Он поклонился вдруг, пошел в прихожую, сунул ноги в галоши и, подхватив старенькое пальто, чуть ли не бегом выскочил из дому.

– Что это с ним? – У Александры Владимировны лицо было напуганное.

– Не знаю, – ужасно огорчился Виктор Михайлович, надо было жену успокоить: ребенка ждет, но не мог пересилить огорчения. – Господи, как же помочь вот таким людям? Ведь надо же что-то делать. Адриан-то куда смотрит?

Аполлинарий принес из мастерской так и не тронутый чай. Виктор Михайлович взял чашку, выпил.

– Давно такого чая не пробовал.

– Последний заварила, – сказала Александра Владимировна и спохватилась: – Да, что-то хотела сказать важное… От Мамонтовых утром человек приходил, зовут быть сегодня.

– День-то неприемный.

– Значит, по делу.

– Да какое же может быть дело у финансиста к художнику? – горько вырвалось.
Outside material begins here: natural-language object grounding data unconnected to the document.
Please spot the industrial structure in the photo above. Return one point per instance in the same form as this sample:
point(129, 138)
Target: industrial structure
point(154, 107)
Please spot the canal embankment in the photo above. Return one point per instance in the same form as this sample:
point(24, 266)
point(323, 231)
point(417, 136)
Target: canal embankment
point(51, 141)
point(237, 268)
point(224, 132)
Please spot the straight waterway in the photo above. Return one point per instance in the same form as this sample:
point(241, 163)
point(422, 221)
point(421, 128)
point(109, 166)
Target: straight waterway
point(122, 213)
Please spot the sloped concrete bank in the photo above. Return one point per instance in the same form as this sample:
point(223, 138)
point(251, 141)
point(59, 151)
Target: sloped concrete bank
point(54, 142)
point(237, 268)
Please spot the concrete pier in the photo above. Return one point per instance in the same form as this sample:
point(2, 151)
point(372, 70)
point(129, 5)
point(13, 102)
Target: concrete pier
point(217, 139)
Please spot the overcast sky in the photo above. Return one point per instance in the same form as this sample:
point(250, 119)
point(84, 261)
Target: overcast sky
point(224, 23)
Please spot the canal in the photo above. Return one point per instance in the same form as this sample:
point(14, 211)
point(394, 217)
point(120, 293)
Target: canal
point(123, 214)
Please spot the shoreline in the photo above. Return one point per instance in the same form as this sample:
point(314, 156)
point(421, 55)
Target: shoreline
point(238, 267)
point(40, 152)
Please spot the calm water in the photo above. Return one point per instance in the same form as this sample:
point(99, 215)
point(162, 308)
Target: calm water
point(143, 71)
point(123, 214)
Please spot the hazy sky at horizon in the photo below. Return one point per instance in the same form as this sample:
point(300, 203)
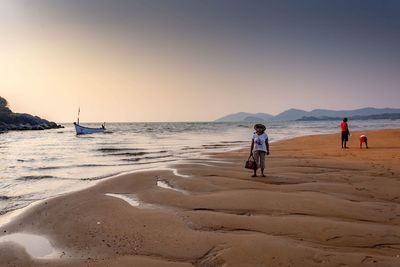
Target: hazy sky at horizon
point(186, 60)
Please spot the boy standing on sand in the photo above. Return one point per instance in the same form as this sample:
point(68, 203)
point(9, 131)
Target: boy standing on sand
point(345, 133)
point(259, 147)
На широкой светлой лестнице дома Мамонтовых, ведущей в жилые комнаты, сердце у Васнецова всякий раз сладко обмирало. Он чувствовал себя маленьким мальчиком перед дверьми, за которыми приготовлена рождественская елка.

Елизавета Григорьевна, в легкой шелковой шали на плечах, разливала чай. Были Неврев, Поленов, Репин, Левицкий.

– Виктор Михайлович, а мы вас заждались! – укорила хозяйка.

– Вечер хорош, пешком шел.

– Да что же хорошего? – Толстенький Левицкий даже плечами передернул. – Поземка, ветер в лицо!

– Поземка-то и хороша! – не сдался Виктор Михайлович: не скажешь ведь, что карман пуст, не то что на извозчика, на чай денег нет. – Такие затейливые колечки завивает, а снег в вечернем освещении – совершенно невинное дитя…

С благодарностью принял из рук Елизаветы Григорьевны чай и сразу прихлебнул, чтоб не пролить и чтоб изгнать из себя собачий, пронизывающий февральский холод.

– Ну, на чай опоздал – это полбеды, – сказал Репин, – песню нам за это споешь, вятскую свою. Ты на выставку отправил картину? Крамской очень беспокоится, все дотягивают до последнего срока, до самого последнего.

– Я отправил свою картину.

– «Преферанс»?

– «Преферанс».

– Хорошая работа. Может, самая мастеровитая из твоих.

– А вы сами-то отправили?

– Моя «Царевна Софья» почти готова. Осталось только поправить там да сям. Дней через пять отошлю. Не знаю вот только, на покорение ли града братца своего поедет моя Софья или на очередной позор?

– Перекреститесь, Илья! – покачала головой Елизавета Григорьевна. – Ваша картина будет центром выставки. Я думаю, что ничуть не ущемляю этим своим приговором ни Василия Дмитриевича, ни Виктора Михайловича. «Бабушкин сад» Василия Дмитриевича, его «Лето», его «Удильщики» и лиричны, и прекрасны… У Виктора Михайловича…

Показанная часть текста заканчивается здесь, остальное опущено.